The Common Desktop Environment defines, and platform vendors supply, a set of desktop type definitions. Your application should augment the database with both proprietary and public data types at application installation time.

Information is extracted from the actions and data-types through a Common Desktop Environment library API. The data typing API matches an object's properties with the database type criteria to determine the object's desktop type. The matching algorithm uses a set of precedence rules to resolve conflicts.

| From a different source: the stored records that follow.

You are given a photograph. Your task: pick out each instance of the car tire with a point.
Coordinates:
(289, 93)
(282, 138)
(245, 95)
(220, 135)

The Common Desktop Environment type space is defined by the X/Open Common Desktop Environment standard and exists primarily to support desktop-oriented activities such as icon display and action association. The MIME type space is defined by the Internet Engineering Task Force and exists to deal with exchange of mail message parts. A ToolTalk media type space exists in order to match data with handlers, and is a subset of X selection target types defined by the X Consortium. Thus, to do a complete job of type definition, you have to define a Common Desktop Environment type, X selection target, and MIME type. For private Common Desktop Environment types, append the type name to an organization's name. This partitions the name space without need for centralized allocation of types. The Common Desktop Environment claims the Dt prefix, for Desktop.

Method Invocation

A Common Desktop Environment type can be thought of as the class of a desktop object. Using this analogy, actions can be thought of as the methods available on instances of a class. Thus, the actions attribute in a type attribute list describes operations that are available for the type. A single action in the actions and data-types database has multiple parts, many of which are optional. These parts include:

The collection of actions available to the user is assembled at the same time as the system is collecting type database information. In fact, related action and type information usually reside together in the same file. Desktop-defined, system-administrator-defined (host-specific), and user-defined files are assembled in order into a single (actions and data-types) database, with later definitions taking precedence. This ordering of search path precedence and traversal is used elsewhere by the desktop for such things as help volume and icon file searches.

The actions and data-types database and the File Manager use action files to instantiate actions as file system objects that can be viewed, invoked, moved, copied, and so on. The database contains references to an action's implementation (for example "run /usr/bin/app on machine net_app_svr"). However, a representation is needed of an action as an object that the user can directly manipulate. This is achieved by using an object's name, which identifies it as an action to any object manager that is looking for actions. Thus, if there is an executable file named Dtstyle and an action named Dtstyle, the File Manager will interpret that file, regardless of its content, as the Dtstyle action reference. In addition, the File Manager uses the action's label as the name that the user sees for this file. Action labels are localizable, whereas action names are programmatic entities that should not be localized.

The good feature about using files simply as pointers into the actions and data-types database is that the underlying implementation can evolve without the user having to do anything. However, one user's actions and data-types database may not match another user's actions and data-types database. Thus, a user cannot exchange an action reference, for example as a mail message attachment, and expect another person to have a comparable definition for that action. Exchanging a Desktop Korn shell script is the best solution to this problem.

Actions are useful because they integrate both legacy command-line applications and ToolTalk applications into the desktop as polymorphic, distributed operations on desktop objects.